After breakfast, as the weather showed a distinct improvement, I set out on a tour of investigation. My own waterproof and shoes were still sodden from their experience of the night before, so my landlady offered me a spare oilskin and a pair of gumboots. I accepted them dubiously, fearing that the boots would be too heavy for my unpractised feet and that the oilskin would be only an encumbrance. But once the initial awkwardness had passed, I wished very much that my friends, particularly Mary, could see me as I clumped about in the strange outfit.

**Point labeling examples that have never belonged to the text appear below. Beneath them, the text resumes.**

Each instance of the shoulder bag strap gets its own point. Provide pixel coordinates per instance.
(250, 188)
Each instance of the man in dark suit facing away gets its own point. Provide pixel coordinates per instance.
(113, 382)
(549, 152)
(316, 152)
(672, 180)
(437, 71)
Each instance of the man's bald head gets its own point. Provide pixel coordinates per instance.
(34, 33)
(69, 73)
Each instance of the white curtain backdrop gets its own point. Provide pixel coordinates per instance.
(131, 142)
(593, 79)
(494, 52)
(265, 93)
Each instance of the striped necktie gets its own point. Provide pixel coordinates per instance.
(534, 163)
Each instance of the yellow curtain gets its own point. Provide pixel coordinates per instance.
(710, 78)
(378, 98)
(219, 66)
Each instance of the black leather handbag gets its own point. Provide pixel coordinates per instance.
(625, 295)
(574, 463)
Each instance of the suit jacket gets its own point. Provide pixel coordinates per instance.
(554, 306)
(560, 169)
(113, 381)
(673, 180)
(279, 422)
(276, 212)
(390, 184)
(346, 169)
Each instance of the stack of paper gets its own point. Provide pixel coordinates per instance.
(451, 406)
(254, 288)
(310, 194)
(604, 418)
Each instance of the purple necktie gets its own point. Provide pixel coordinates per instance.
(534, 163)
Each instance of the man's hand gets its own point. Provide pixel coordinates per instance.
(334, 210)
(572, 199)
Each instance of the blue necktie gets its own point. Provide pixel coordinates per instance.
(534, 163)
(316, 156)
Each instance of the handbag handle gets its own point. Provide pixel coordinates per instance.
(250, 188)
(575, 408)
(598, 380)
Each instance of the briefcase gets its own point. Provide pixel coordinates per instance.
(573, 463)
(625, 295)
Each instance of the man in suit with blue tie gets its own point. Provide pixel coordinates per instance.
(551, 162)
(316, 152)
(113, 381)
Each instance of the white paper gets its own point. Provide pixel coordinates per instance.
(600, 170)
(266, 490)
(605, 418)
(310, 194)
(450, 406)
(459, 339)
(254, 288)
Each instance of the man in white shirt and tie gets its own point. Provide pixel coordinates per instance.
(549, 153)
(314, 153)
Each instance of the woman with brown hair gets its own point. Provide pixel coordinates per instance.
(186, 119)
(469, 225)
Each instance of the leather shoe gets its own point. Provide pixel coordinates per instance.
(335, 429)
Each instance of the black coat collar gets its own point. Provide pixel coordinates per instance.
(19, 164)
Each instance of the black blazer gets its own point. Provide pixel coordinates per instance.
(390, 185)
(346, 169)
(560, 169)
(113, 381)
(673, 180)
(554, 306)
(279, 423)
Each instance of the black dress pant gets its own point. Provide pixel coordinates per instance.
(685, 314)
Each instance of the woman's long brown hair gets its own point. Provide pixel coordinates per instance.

Out of doors the view was unimpressive, for though the rain had ceased it had merely given way to clouds of mist which rolled in from the sea and hovered sluggishly over the surrounding moors, intensifying the roar of the waves and curiously deflecting the sounds of the land. Morag, hopping eagerly about me with her odd gait, pointed out the approximate bounds of her domain; approximate because she shared a croft with her brother Ruari, Morag owning one-quarter and Ruari the remaining three-quarters, with no recognisable boundary between the two. I asked how they managed about letters, since both houses were number fifteen—the numbers being given to crofts only—and the surname common to both. The explanation was simple; the postman was thoroughly familiar with the goings-on of each household and could thus decide for himself which letters were for which person. He rarely made a mistake, but, all the same, I was delighted to learn that official correspondence was addressed to Morag at ‘One-quarter of number fifteen', and to her brother at ‘Three-quarters of number fifteen'. The preciseness of officialdom is commendable but it does look slightly ludicrous on an envelope.